Published online by Cambridge University Press: 05 February 2013
Introduction
Ecologists interested in how traits mediating species interactions evolve have increasingly recognized that trait evolution is a consequence of multiple interacting species (Miller and Travis 1996; Strauss and Ambruster 1997; Thompson 1999; Strauss and Irwin 2004; Haloin and Strauss 2008). Species may alter the evolution of traits affecting multiple species through a number of direct or indirect pathways; examples include exerting conflicting selection pressures on the same traits (Siepielski and Benkman 2007a; Manzaneda et al. 2009) and predators indirectly altering the strength of species interactions (Werner and Peacor 2003).

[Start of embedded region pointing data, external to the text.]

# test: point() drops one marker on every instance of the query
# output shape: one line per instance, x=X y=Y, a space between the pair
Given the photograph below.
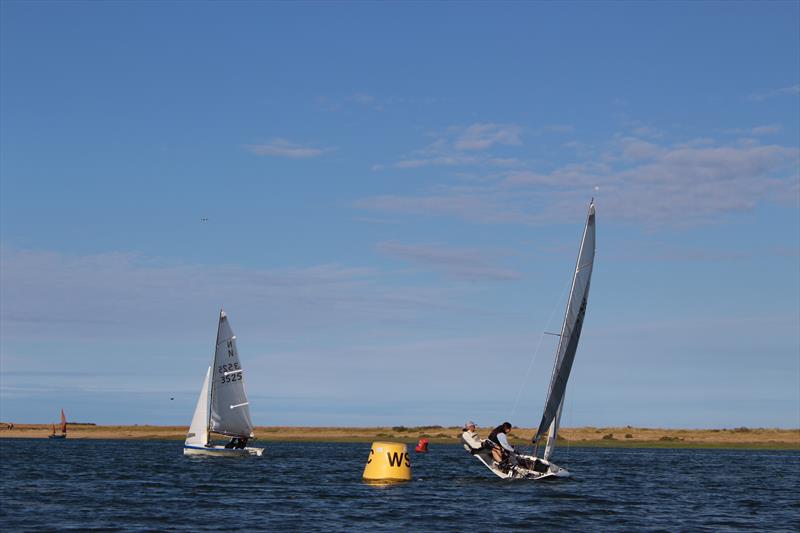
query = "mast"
x=213 y=381
x=570 y=334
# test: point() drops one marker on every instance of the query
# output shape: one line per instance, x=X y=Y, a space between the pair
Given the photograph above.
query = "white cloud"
x=283 y=148
x=462 y=263
x=651 y=184
x=483 y=136
x=766 y=95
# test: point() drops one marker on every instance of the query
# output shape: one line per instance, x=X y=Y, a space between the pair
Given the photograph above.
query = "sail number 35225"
x=230 y=378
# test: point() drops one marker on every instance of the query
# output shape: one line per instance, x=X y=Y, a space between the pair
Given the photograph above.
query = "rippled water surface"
x=149 y=485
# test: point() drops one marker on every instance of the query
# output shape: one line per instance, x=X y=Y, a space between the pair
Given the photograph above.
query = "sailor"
x=502 y=449
x=472 y=442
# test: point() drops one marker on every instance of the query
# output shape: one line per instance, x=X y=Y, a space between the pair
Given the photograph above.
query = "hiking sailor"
x=503 y=453
x=472 y=442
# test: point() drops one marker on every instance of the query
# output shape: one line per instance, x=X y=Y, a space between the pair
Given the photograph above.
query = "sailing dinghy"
x=222 y=407
x=532 y=466
x=63 y=434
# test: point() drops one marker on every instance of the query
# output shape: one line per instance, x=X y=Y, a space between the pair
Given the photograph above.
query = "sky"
x=387 y=199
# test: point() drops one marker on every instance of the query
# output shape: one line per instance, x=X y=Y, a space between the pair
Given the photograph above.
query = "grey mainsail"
x=570 y=334
x=230 y=413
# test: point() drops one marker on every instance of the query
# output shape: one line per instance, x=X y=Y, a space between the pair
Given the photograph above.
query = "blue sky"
x=395 y=193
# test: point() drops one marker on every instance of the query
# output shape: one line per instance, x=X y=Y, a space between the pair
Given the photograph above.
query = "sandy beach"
x=762 y=438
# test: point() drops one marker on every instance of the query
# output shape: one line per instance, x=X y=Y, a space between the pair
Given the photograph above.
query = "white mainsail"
x=570 y=334
x=230 y=413
x=198 y=430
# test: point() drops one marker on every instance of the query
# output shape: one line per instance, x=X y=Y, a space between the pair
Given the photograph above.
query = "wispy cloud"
x=758 y=131
x=283 y=148
x=637 y=180
x=462 y=146
x=54 y=294
x=461 y=263
x=766 y=95
x=482 y=136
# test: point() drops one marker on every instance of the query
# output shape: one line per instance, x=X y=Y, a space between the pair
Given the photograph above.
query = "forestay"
x=198 y=431
x=230 y=413
x=570 y=331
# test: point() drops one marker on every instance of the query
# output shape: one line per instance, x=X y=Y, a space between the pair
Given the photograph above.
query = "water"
x=149 y=485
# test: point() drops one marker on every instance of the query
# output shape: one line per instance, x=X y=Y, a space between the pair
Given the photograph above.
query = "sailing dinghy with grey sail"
x=222 y=407
x=533 y=466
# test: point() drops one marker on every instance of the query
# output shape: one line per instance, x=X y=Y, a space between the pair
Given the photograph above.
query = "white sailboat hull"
x=221 y=451
x=538 y=468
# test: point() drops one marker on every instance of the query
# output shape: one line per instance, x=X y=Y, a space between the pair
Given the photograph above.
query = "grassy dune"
x=630 y=437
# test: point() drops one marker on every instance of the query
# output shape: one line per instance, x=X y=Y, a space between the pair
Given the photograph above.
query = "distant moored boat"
x=63 y=434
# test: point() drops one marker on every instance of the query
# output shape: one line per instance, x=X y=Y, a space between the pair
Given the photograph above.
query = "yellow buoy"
x=388 y=461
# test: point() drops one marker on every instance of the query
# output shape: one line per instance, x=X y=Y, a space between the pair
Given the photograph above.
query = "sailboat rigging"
x=222 y=406
x=533 y=466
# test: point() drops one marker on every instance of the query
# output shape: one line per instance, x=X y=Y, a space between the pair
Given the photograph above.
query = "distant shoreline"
x=611 y=437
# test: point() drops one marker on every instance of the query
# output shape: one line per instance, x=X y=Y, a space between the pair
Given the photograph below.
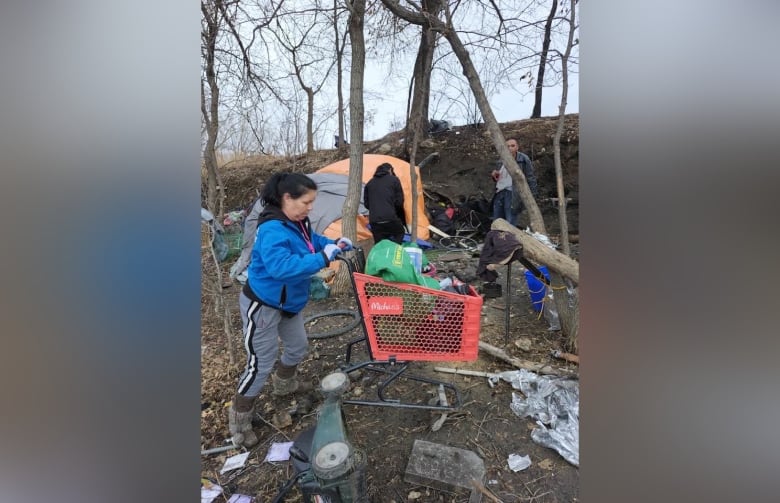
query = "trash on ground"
x=279 y=451
x=555 y=404
x=518 y=463
x=209 y=491
x=234 y=462
x=241 y=498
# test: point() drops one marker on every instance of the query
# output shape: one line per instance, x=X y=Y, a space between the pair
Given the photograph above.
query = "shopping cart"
x=403 y=323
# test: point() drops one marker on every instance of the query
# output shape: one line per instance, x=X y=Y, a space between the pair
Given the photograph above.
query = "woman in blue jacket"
x=285 y=255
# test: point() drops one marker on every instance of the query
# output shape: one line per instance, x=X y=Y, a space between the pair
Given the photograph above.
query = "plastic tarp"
x=401 y=169
x=554 y=402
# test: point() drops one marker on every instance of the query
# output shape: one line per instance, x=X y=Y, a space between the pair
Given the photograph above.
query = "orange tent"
x=401 y=169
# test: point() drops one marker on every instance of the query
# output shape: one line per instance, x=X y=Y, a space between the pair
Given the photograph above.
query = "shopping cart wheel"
x=310 y=322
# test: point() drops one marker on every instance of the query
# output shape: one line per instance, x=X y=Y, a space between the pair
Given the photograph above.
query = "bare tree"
x=340 y=42
x=537 y=111
x=357 y=9
x=567 y=305
x=421 y=77
x=449 y=32
x=211 y=24
x=301 y=36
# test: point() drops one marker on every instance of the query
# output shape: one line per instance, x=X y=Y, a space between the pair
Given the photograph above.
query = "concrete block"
x=444 y=468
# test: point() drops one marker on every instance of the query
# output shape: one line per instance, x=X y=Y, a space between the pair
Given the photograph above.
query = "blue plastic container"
x=536 y=288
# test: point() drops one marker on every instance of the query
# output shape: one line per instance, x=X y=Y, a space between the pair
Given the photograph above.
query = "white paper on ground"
x=234 y=462
x=279 y=451
x=240 y=498
x=209 y=493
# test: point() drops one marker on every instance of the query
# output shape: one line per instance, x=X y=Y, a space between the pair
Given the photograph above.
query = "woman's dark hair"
x=279 y=184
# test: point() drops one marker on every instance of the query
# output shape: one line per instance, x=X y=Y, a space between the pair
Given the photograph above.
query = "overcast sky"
x=388 y=101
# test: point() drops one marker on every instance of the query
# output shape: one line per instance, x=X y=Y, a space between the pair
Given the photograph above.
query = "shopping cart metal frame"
x=446 y=396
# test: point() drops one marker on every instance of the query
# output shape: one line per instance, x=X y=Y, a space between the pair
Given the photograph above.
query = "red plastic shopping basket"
x=408 y=322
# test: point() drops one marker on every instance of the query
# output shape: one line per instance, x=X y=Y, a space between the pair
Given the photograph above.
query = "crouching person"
x=285 y=255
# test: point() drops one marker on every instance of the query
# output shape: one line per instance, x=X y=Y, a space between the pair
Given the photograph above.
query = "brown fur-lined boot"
x=240 y=421
x=285 y=381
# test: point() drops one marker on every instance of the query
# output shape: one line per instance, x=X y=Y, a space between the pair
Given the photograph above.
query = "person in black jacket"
x=383 y=197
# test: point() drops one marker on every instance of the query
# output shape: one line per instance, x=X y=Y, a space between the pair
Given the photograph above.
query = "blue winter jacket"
x=281 y=267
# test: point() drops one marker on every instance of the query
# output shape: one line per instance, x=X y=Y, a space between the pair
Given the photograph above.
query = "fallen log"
x=566 y=356
x=539 y=368
x=539 y=252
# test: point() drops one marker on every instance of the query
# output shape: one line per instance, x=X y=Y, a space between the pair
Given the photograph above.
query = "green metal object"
x=335 y=470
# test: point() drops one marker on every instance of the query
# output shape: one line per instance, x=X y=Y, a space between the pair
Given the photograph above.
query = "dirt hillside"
x=484 y=424
x=466 y=157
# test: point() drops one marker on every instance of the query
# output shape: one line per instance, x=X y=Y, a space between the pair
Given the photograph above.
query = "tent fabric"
x=331 y=192
x=332 y=184
x=370 y=163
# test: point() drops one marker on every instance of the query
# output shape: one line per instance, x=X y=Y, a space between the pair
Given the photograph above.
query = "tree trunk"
x=537 y=111
x=354 y=187
x=521 y=184
x=309 y=120
x=210 y=111
x=339 y=60
x=421 y=80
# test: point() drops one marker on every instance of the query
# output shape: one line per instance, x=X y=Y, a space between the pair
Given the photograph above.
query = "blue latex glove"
x=331 y=251
x=344 y=243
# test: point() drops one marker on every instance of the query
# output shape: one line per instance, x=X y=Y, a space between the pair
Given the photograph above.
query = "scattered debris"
x=234 y=462
x=553 y=401
x=209 y=491
x=279 y=451
x=518 y=463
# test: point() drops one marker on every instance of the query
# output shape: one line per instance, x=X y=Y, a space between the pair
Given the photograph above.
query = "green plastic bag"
x=389 y=261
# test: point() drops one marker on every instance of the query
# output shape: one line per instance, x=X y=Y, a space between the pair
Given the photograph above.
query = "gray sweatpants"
x=263 y=328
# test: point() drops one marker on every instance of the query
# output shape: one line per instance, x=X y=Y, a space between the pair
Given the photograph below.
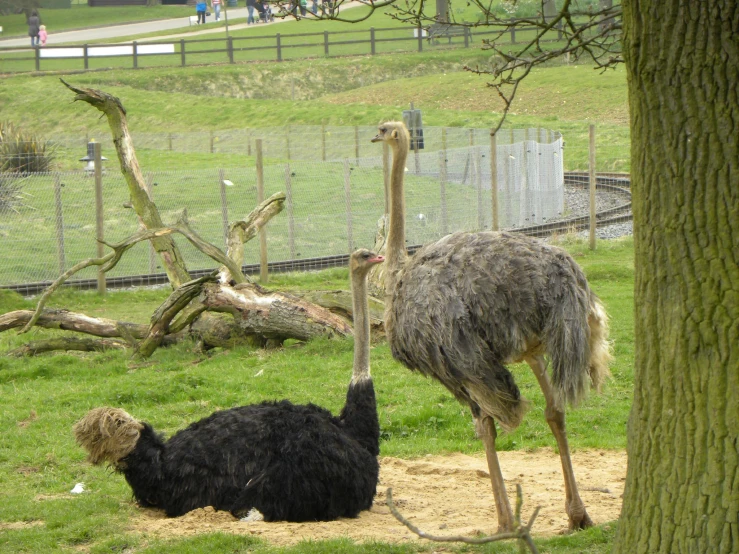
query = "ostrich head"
x=395 y=133
x=361 y=261
x=108 y=434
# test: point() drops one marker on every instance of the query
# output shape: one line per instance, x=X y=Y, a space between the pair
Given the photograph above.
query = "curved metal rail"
x=619 y=214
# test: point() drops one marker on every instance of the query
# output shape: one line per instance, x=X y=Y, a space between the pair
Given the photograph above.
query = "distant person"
x=216 y=8
x=33 y=27
x=200 y=8
x=250 y=5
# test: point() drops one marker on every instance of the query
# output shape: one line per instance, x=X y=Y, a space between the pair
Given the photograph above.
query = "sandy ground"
x=442 y=495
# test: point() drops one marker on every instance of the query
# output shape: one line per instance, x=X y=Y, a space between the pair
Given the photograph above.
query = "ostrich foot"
x=578 y=516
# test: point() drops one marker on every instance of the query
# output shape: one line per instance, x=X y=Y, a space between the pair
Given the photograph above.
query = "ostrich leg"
x=579 y=518
x=486 y=430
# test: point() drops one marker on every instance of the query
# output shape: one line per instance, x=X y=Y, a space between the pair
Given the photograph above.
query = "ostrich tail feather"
x=108 y=434
x=601 y=351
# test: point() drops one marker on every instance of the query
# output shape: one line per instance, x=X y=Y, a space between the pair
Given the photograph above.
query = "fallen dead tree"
x=195 y=308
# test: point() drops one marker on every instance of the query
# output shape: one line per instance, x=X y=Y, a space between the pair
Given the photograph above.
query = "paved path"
x=127 y=30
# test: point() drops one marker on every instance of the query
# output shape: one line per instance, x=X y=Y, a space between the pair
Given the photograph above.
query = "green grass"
x=82 y=16
x=417 y=416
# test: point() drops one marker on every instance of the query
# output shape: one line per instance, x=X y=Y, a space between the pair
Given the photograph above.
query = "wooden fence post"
x=290 y=217
x=99 y=215
x=592 y=181
x=59 y=224
x=224 y=205
x=494 y=180
x=348 y=201
x=263 y=273
x=442 y=192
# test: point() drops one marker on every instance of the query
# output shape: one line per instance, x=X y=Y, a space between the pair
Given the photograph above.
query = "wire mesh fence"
x=332 y=206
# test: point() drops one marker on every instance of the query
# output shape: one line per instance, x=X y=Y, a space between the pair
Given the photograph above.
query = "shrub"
x=23 y=152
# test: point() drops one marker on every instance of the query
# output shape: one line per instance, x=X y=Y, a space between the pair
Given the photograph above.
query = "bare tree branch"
x=522 y=532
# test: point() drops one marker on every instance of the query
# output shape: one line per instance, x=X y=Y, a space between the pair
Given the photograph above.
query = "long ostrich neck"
x=395 y=248
x=360 y=302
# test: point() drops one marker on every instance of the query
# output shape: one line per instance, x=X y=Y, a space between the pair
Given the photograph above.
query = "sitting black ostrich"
x=462 y=308
x=290 y=462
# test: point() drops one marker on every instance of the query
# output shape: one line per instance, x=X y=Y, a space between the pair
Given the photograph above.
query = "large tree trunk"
x=682 y=489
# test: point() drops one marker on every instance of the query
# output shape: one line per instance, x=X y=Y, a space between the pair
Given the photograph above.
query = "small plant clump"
x=23 y=152
x=20 y=154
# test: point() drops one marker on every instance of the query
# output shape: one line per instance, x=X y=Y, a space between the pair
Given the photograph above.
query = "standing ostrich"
x=462 y=308
x=290 y=462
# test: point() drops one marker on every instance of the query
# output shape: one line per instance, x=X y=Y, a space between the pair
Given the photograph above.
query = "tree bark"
x=273 y=315
x=682 y=488
x=68 y=343
x=73 y=321
x=172 y=260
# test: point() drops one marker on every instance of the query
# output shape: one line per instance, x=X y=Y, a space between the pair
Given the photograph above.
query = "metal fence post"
x=59 y=224
x=263 y=273
x=224 y=205
x=494 y=180
x=152 y=251
x=290 y=217
x=356 y=143
x=348 y=201
x=592 y=181
x=99 y=215
x=386 y=174
x=442 y=192
x=323 y=140
x=478 y=186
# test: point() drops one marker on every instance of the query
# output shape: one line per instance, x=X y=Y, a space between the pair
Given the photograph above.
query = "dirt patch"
x=443 y=495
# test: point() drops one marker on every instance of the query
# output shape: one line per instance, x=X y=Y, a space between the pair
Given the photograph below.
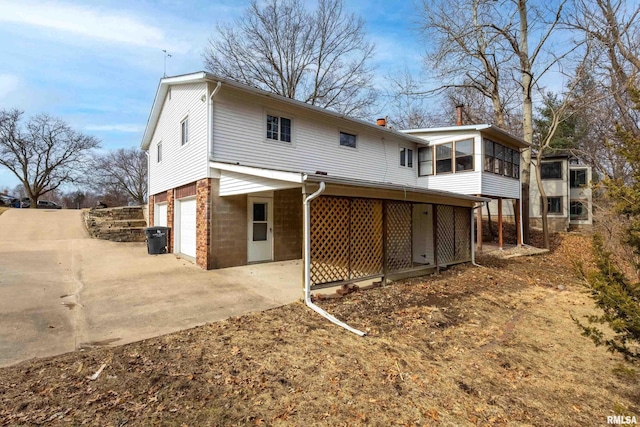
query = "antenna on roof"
x=166 y=55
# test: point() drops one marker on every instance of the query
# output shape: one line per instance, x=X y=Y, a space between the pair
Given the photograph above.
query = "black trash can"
x=157 y=240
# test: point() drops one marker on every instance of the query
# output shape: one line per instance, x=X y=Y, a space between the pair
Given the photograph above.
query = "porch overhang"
x=337 y=186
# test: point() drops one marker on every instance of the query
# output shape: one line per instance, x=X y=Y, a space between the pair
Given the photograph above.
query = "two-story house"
x=242 y=176
x=566 y=182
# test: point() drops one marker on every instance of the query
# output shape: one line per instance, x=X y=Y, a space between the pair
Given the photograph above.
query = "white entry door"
x=187 y=232
x=260 y=232
x=423 y=234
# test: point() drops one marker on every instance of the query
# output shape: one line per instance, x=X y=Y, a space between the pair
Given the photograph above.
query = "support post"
x=385 y=243
x=500 y=223
x=435 y=238
x=478 y=213
x=518 y=223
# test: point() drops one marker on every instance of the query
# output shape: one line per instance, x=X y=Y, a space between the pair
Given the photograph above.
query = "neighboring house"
x=231 y=169
x=566 y=182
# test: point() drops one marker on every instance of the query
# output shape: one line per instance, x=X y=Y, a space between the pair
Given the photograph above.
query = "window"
x=425 y=161
x=464 y=155
x=551 y=170
x=347 y=140
x=578 y=178
x=501 y=160
x=554 y=205
x=406 y=157
x=444 y=158
x=184 y=131
x=498 y=165
x=578 y=210
x=516 y=164
x=278 y=128
x=488 y=155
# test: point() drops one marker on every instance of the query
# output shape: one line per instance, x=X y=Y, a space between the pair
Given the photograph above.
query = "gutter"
x=215 y=91
x=307 y=264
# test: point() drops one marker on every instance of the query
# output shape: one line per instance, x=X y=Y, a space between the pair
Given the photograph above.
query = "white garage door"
x=160 y=215
x=188 y=227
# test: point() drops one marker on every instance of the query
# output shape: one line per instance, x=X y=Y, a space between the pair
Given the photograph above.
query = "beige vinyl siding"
x=181 y=164
x=240 y=136
x=462 y=182
x=500 y=186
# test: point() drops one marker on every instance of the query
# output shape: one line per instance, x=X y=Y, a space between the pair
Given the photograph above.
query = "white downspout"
x=473 y=234
x=218 y=86
x=307 y=264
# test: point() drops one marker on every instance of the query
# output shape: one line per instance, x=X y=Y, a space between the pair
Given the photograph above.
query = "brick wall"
x=287 y=224
x=203 y=223
x=170 y=206
x=228 y=229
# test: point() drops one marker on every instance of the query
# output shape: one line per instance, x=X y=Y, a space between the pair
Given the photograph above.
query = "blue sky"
x=97 y=64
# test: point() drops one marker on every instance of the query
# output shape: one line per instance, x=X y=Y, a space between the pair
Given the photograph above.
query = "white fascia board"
x=296 y=177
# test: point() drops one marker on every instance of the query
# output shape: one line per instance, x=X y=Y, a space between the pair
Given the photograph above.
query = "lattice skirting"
x=348 y=237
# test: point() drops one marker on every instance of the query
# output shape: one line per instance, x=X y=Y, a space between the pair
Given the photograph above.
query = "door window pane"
x=259 y=231
x=259 y=211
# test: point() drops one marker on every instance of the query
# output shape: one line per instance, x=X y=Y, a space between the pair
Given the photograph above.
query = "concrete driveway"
x=62 y=291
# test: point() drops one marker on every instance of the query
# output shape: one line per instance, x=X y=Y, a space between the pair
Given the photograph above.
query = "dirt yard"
x=492 y=345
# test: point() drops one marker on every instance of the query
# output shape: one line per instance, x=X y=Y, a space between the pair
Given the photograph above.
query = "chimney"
x=459 y=108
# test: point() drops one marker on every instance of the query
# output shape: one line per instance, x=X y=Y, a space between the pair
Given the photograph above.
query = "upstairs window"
x=278 y=128
x=184 y=131
x=347 y=140
x=578 y=210
x=444 y=158
x=554 y=205
x=578 y=178
x=425 y=161
x=406 y=157
x=464 y=155
x=501 y=160
x=551 y=170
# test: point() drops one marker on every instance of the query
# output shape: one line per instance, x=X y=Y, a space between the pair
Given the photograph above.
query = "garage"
x=186 y=232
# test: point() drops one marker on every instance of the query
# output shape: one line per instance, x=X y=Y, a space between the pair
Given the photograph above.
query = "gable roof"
x=202 y=77
x=486 y=129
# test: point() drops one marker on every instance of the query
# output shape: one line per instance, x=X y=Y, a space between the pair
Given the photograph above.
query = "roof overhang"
x=406 y=191
x=484 y=129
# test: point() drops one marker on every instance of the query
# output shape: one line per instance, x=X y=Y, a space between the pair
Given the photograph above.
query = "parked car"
x=45 y=204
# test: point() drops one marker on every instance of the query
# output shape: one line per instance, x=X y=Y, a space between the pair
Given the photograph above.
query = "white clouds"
x=8 y=83
x=120 y=128
x=83 y=21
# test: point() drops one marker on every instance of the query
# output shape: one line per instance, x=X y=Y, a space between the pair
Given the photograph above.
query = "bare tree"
x=558 y=111
x=317 y=56
x=44 y=153
x=485 y=45
x=122 y=171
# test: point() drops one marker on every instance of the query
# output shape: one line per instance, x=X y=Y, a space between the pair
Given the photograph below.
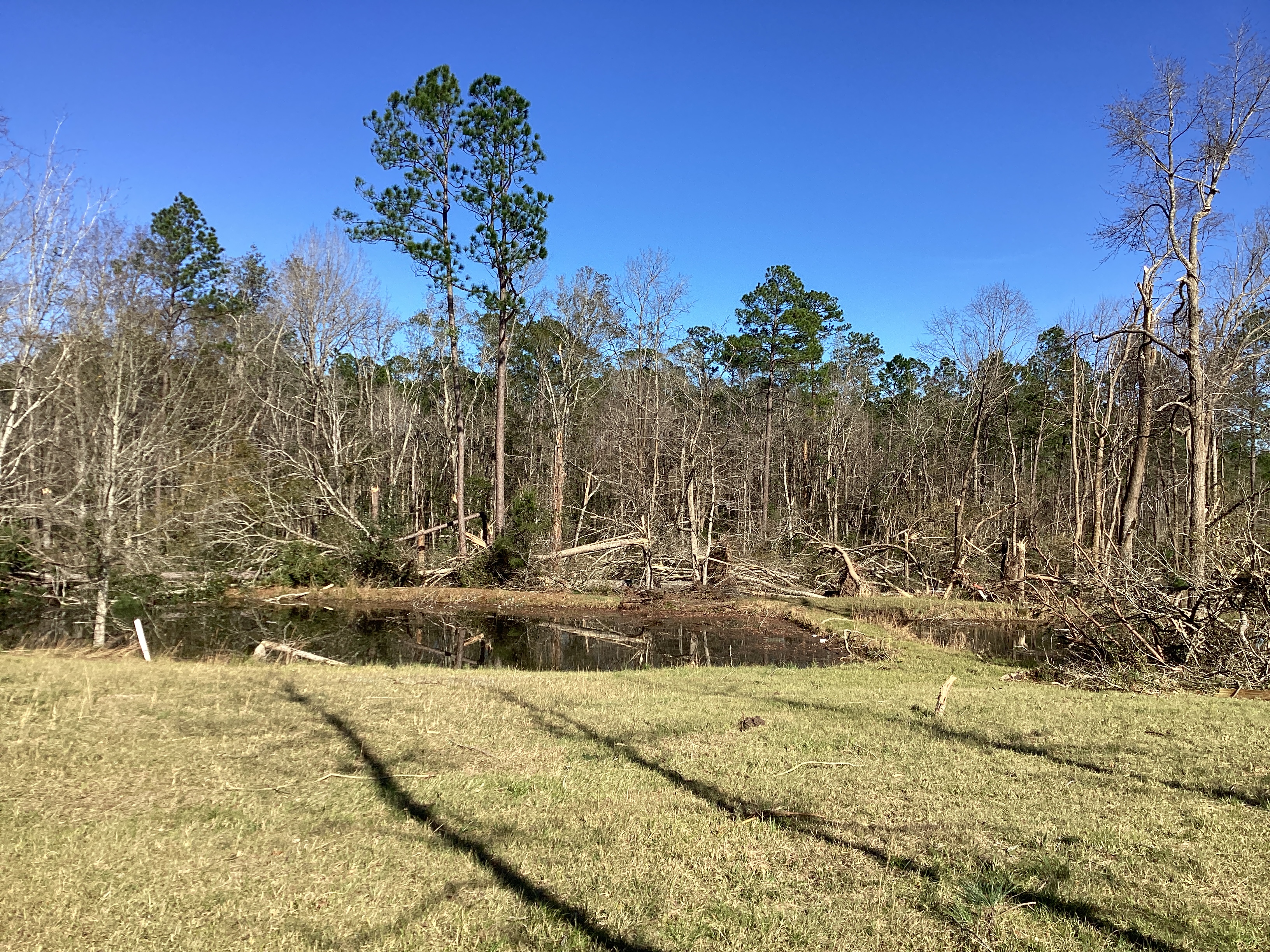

Although our understanding of the community context of species interactions has sharpened in the past decade (e.g., Strauss and Irwin 2004; Bascompte and Jordano 2007; Johnson and Stinchcombe 2007), particularly with regards to spatial dynamics (e.g., Thompson 2005; Urban et al. 2008), a number of outstanding questions remain. For example, to what extent do interactions evolve because of adaptive evolution of traits mediating other species interactions? Similarly, how does the loss of an interacting species (e.g., relaxed selection) affect the evolution of other interactions? Finally, when and to what extent is variation in community and ecosystem patterns and processes influenced by adaptive evolution of traits mediating species interactions? Answers to these questions have important implications for our understanding of major topics in evolutionary biology including the evolutionary outcome of selection in multispecies interactions, the geographic mosaic of coevolution and even patterns of adaptive radiation.